Royal Dutch Shell says it will boost production by 11 percent by 2012 from 2009 levels, slightly more than previously forecast, and sell assets and cut more jobs. The targeted output rise, to 3.5 million barrels of oil per day, would reverse a decade of production declines at Europe’s largest oil company. Shell says it plans up to $3 billion in annual asset sales in coming years, disposing 15 percent of its refining capacity. It expects up to $30 billion per year in capital expenditures. Shell added around 3.4 billion barrels of oil to proven reserves in 2009. The company said it will cut 2,000 jobs before 2012–1,000 more than previously announced.

The Federal Reserve repeats its pledge to hold interest rates at record lows to foster the economic recovery and ease high unemployment. But its decision draws one dissent. Thomas Hoenig, president of the Federal Reserve Bank of Kansas City, for the second meeting in a row opposes keeping the yearlong pledge. The tension illustrates the Fed’s challenge in deciding when to signal that higher rates are coming. Hoenig thinks the economy is strong enough for the Fed to telegraph that rates will rise soon to prevent inflation. But the others think the low rates will continue to be needed to feed the economic recovery.

Treasury prices are rising after the Federal Reserve described only slight improvements in the economy. The Fed said businesses were spending more, but at the same time the housing and labor markets remain weak. The Fed, as expected, left short-term interest rates unchanged. The yield on the ten-year Treasury note maturing in February 2020 has fallen to 3.66 percent from 3.70 percent late Monday. Its price is up 1 1/32 at 99 23/32. The yield of the ten-year note is linked to interest rates on mortgages and other consumer loans.

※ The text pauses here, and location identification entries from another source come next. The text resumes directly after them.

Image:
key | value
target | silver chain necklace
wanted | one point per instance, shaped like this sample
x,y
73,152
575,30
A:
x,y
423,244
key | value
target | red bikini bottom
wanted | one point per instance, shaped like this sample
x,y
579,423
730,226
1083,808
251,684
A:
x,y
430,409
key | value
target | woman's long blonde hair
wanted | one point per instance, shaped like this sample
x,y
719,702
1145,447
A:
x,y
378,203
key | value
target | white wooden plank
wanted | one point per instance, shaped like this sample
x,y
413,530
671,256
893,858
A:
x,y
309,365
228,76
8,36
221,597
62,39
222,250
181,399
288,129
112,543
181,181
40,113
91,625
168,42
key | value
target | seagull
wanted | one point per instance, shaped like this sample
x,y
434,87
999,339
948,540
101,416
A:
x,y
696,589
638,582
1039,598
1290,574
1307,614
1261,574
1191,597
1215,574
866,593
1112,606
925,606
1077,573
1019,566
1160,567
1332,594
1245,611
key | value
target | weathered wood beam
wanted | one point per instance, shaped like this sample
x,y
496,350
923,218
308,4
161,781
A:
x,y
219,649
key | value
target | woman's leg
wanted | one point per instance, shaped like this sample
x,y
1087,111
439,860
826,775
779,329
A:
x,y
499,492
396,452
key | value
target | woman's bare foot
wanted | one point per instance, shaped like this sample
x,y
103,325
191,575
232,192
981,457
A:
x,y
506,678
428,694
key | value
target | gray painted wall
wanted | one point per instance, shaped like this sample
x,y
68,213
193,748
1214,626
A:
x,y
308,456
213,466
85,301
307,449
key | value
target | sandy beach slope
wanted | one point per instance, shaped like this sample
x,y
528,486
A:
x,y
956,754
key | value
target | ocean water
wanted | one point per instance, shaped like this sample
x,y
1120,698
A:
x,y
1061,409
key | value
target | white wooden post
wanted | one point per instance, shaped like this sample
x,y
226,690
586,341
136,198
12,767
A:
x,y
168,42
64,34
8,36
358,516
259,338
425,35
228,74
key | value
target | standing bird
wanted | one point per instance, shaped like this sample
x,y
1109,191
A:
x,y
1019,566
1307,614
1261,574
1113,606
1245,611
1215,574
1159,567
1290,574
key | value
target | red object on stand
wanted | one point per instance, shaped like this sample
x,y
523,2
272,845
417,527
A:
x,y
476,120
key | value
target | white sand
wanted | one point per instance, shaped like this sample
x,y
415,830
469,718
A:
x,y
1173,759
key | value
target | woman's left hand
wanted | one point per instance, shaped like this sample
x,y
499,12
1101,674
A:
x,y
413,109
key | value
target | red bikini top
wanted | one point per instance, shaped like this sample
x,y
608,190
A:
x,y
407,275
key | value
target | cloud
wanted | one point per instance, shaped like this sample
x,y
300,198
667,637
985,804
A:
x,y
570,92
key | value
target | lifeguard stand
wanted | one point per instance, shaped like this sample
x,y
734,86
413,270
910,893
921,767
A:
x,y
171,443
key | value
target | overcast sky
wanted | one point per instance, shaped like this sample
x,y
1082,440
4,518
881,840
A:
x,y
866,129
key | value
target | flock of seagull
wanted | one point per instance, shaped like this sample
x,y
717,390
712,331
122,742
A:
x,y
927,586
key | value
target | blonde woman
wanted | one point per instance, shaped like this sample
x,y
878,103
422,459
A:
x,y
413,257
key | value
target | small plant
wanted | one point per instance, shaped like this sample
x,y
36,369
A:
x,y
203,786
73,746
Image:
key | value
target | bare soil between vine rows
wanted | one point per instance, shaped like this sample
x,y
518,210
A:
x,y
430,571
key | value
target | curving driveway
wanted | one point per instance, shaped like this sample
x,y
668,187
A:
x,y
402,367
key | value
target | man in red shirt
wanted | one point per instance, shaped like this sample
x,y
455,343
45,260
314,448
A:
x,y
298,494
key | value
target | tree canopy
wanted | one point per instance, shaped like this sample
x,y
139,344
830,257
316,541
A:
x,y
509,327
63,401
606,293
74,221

Four massive container cranes that have dominated the view at Galveston’s Pier 10 for decades are being demolished. One towering boom, among those built in the 1970s, was brought down Monday. Owner Richard Perez of Houston says the demolition process is expected to take 30 days. Perez, owner of CRP International, bought the cranes nearly two years ago from the Port of Galveston in a $40,000 deal meant to generate scrap metal. The agreement was for the cranes, used for handling cargo, to be removed by August 2008. The Galveston County Daily News reports that falling scrap metal prices delayed the demolition, leading the port to threaten to repossess the cranes and charge storage fees. Perez blames the weak economy and a decline in scrap metal prices for slowing the removal, which began last week.